Havia também uma percepção de segmentos da população negra de que África era um mal, no Brasil e nos EUA. Há todo um debate na década de 1920 nos EUA através do movimento New Negro e no Brasil, por meio do movimento antropofágico. O New Negro era um movimento que ressaltava a existência de uma cultura negra diferente da branca. O movimento antropofágico dizia que isto aqui é uma grande mistura.

Na década de 1930, quando você pega a Frente Negra Brasileira, ela não era simpática às reminiscências africanas. A antropologia brasileiras se forma sobre esse caldo de cultura, de que a cultura africana é 'inferior' e foi sincretizada. Então havia todo um esforço de desvalorização da cultura africana que foi incorporado por parte da população negra. Isso vai até a década de 1950. No momento em que tem o projeto de JK de reconstrução desenvolvimentista do Brasil é que começa uma mudança.

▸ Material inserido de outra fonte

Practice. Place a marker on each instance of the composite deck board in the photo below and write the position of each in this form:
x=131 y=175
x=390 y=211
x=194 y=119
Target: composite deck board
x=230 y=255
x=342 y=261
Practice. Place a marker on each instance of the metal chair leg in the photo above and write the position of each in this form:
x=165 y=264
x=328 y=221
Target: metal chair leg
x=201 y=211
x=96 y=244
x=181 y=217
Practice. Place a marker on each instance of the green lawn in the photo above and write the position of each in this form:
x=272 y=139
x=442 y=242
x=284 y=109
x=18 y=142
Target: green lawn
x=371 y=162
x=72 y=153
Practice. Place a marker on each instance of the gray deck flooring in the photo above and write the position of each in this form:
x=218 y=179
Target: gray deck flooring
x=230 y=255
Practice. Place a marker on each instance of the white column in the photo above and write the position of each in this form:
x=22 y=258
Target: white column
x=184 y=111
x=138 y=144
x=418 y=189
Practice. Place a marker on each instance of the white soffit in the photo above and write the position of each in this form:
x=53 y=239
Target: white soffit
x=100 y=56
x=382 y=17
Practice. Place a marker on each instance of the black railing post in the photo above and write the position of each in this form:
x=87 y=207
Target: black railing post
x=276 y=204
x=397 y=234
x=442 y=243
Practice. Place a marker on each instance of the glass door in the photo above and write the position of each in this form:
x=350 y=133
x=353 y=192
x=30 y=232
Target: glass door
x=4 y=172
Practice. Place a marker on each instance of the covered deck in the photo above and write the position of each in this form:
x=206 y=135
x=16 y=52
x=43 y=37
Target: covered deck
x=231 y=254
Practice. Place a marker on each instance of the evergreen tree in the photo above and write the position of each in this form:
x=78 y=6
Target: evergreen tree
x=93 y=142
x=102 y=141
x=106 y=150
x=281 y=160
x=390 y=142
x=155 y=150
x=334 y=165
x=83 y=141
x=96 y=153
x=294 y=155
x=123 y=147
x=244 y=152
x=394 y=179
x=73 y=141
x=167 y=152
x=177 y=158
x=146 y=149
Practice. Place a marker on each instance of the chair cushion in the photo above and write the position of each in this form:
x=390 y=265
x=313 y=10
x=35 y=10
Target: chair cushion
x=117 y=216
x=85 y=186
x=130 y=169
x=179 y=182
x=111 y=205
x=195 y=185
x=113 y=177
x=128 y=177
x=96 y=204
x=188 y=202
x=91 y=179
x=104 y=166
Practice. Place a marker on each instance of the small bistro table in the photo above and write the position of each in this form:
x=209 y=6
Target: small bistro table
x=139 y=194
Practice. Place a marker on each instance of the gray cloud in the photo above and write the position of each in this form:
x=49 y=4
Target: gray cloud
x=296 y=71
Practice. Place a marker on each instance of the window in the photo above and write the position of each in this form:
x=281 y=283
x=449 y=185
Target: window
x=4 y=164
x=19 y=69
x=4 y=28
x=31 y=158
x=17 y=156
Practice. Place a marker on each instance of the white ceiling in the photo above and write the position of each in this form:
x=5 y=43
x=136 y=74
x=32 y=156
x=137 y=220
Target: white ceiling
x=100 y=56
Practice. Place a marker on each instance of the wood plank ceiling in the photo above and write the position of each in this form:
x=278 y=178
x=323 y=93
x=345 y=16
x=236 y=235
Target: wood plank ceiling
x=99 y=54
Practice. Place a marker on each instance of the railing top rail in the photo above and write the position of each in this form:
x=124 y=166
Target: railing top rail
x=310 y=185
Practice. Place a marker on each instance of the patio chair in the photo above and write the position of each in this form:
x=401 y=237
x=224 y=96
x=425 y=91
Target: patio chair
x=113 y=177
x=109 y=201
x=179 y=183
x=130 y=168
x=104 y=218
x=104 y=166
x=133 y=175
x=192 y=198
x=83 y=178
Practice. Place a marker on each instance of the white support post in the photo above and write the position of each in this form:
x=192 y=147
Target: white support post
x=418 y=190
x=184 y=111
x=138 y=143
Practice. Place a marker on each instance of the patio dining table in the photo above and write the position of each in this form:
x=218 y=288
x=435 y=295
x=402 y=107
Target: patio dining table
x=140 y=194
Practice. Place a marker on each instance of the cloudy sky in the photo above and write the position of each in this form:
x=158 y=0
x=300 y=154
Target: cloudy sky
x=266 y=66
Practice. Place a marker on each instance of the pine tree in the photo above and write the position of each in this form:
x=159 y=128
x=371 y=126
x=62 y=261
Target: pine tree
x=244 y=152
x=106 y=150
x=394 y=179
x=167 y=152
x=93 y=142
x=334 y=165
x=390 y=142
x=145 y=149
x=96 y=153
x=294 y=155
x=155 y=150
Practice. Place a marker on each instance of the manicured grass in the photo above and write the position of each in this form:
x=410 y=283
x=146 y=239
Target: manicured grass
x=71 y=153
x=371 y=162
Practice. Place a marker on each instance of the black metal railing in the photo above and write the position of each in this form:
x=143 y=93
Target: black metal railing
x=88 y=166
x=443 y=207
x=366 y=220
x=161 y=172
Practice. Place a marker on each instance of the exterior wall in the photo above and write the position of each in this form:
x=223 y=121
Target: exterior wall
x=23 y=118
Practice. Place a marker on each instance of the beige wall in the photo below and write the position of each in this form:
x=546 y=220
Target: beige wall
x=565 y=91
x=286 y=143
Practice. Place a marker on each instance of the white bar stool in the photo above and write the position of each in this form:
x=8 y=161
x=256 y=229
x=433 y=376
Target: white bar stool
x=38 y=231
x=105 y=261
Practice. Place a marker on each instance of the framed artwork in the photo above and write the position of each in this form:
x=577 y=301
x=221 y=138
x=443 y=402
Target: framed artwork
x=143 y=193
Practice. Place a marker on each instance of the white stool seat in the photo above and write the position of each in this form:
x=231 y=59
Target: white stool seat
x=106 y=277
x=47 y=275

Uma pessoa como Abdias, que publicou o jornal Quilombo, foi para o Rio de Janeiro, participou da criação do Teatro Experimental do Negro, foi candidato a deputado pelo PTB, publica esse jornal e até o final dos anos 1950, acredita na democracia racial, mas rompe com essa perspectiva no final dos anos 1950. Logo depois, vai para um festival de artistas e escritores negros, fez a denúncia do genocídio da população negra, se exila por um tempo, e quando volta ao Brasil, em 1983, volta com um livro já escrito, O Brasil na Mira do Pan-Africanismo, que fala sobre o genocídio, e em 1983 lança um movimento chamado quilombismo.

Então, na década de 1960 tem uma mudança da percepção de ativistas e intelectuais negros em relação à importância da África para pensar o conhecimento. Intelectuais brancos insistiam que o atraso no Brasil estava ligado à presença de africanos e parte dos negros incorporaram essa tese e só mudam a chave a partir da década de 1960 no bojo desses movimentos de direitos civis (EUA), emancipação do continente africano etc. O Abdias inscreve o Brasil nessa nova lógica de luta social cujos desdobramentos a gente está vendo agora.